Świętosława


Origin: Polish
Gender: Female
Meaning: "Blessed Glory"
Pronunciation: sven-toh-SCHWA-vah
Other Forms: Święsława, Święcsława; Świętosław

Boy, do I have a mouthful for you today! This year, I read the book Widow Queen by Polish author Elżbieta Cherezińska, and while the book was a bit of a disappointment, I came away with a fascination for the unknown princess -- and her name.

Świętosława was a Polish princess born sometime from 968 to 972, a daughter of Mieszko I, the founder of the first independent Polish state in the form of a Duchy. Her brother, Bolesław the Brave, was the first crowned King of Poland. Very little is known about Świętosława, and what is known may not even be about her at all, but another woman. According to German chroniclers of the time, she was first married to Eric the Victorious of Sweden, and gave him a son named Olof, who later become King of Sweden. Upon Eric's death she was married then to Sweyn Forkbeard, who would eventually become King of Denmark. She gave him two sons, Harald II of Denmark, and Cnut the Great, King of England, Denmark and Norway, collectively. 

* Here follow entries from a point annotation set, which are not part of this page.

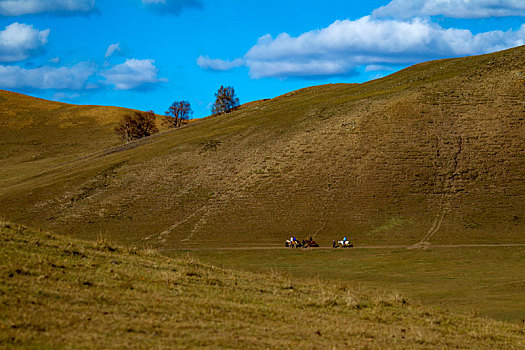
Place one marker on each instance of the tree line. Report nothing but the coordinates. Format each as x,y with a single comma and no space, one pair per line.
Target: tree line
143,124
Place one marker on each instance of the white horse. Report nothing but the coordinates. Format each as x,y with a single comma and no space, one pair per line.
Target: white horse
345,244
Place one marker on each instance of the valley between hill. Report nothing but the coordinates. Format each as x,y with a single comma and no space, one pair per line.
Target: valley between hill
434,153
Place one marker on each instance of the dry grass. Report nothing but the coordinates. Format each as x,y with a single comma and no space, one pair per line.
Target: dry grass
379,161
56,292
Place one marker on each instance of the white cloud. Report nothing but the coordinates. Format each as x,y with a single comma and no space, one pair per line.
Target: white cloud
25,7
377,68
345,45
112,49
64,78
452,8
132,74
18,41
218,64
174,7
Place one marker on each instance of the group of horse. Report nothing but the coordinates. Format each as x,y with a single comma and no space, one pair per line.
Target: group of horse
294,243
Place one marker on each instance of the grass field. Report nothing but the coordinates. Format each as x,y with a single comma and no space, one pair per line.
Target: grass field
483,280
61,293
383,160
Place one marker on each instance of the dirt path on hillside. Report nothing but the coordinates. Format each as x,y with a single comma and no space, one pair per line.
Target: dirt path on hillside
440,246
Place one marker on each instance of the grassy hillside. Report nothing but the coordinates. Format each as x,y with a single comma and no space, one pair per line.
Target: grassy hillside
36,134
57,292
487,281
434,153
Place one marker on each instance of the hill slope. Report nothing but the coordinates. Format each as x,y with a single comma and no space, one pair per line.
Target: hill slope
36,134
434,153
56,292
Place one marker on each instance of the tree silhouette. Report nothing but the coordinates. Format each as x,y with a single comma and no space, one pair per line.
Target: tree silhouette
225,100
177,112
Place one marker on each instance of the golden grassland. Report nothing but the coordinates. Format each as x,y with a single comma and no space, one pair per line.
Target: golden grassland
487,281
433,152
58,292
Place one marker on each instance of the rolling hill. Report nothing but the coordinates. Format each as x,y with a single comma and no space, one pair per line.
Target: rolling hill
434,153
38,134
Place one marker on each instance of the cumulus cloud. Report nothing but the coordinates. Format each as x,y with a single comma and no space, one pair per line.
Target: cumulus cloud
218,64
27,7
452,8
174,7
132,74
113,48
63,78
18,41
377,68
345,45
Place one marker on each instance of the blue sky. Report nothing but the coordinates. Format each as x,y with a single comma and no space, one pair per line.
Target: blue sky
146,54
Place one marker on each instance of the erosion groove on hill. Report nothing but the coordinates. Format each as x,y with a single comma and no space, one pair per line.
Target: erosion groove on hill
434,153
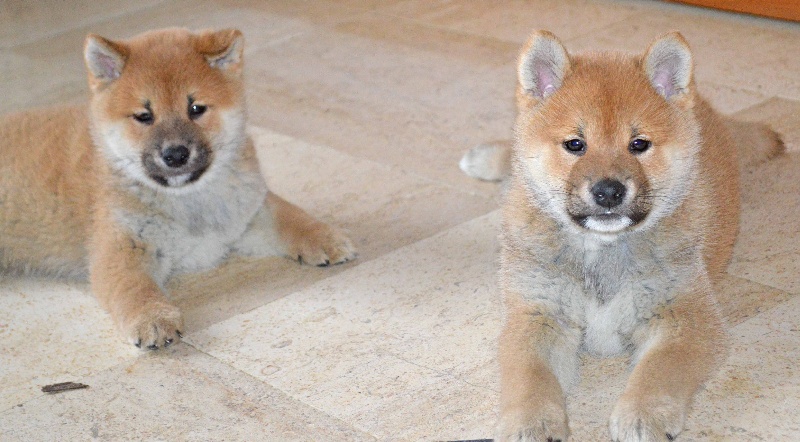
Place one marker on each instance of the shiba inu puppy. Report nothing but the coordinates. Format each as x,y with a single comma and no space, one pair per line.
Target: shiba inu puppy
619,217
156,177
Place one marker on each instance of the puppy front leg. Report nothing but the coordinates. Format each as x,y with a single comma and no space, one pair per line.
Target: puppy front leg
281,228
121,281
683,347
538,359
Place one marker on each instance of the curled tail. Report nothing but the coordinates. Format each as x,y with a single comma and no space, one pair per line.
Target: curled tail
488,161
755,142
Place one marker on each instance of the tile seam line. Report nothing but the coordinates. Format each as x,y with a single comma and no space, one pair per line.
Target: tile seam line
466,33
91,22
439,371
288,395
347,271
386,166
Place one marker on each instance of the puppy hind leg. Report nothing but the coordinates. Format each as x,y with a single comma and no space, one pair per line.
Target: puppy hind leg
684,345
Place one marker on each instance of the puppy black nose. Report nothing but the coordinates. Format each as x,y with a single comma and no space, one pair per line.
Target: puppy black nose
175,156
608,193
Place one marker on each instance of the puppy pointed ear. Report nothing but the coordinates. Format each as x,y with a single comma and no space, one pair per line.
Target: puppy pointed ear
543,65
669,66
104,59
223,49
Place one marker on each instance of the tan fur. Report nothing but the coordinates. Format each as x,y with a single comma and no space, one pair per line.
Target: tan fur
640,281
90,191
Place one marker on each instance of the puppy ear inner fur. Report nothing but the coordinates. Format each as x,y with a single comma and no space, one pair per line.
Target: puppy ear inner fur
223,49
668,64
104,59
543,64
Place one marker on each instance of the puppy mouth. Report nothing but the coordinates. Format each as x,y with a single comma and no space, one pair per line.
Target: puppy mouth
608,222
176,174
178,180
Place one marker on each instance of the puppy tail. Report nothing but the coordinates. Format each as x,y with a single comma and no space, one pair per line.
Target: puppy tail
488,161
756,142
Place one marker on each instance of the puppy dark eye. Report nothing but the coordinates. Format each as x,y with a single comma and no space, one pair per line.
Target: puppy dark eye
575,146
144,117
195,110
639,145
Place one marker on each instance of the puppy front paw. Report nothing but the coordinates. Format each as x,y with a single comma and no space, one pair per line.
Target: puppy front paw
321,245
652,420
544,423
158,324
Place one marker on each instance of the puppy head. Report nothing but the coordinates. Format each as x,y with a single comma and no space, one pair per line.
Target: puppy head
606,143
167,105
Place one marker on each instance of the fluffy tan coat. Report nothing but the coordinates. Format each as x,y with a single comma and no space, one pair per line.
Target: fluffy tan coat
155,177
619,217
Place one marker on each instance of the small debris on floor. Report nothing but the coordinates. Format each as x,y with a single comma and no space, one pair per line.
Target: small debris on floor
63,386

In Icelandic tradition, these Kings were married instead to a woman called Sigrid the Haughty. Today, her existence is questioned by scholars, but some believe she was the same woman, or perhaps simply two different wives of Sweyn Forkbeard. As with so many women in history, we may truly never know because in so many accounts the wife's name is not given, seen as less important than those of her husband and the sons she bore him.

As a name, Świętosława is simply the feminization of Świętosław, the Polish form of Svyatoslav, coming from the Slavic svetu, "blessed, holy", and slava, "glory". Another Świętosława of Poland, born sometime in the 1040's, would go on to become the first Queen of Bohemia, cementing its regality. What are your thoughts on Świętosława?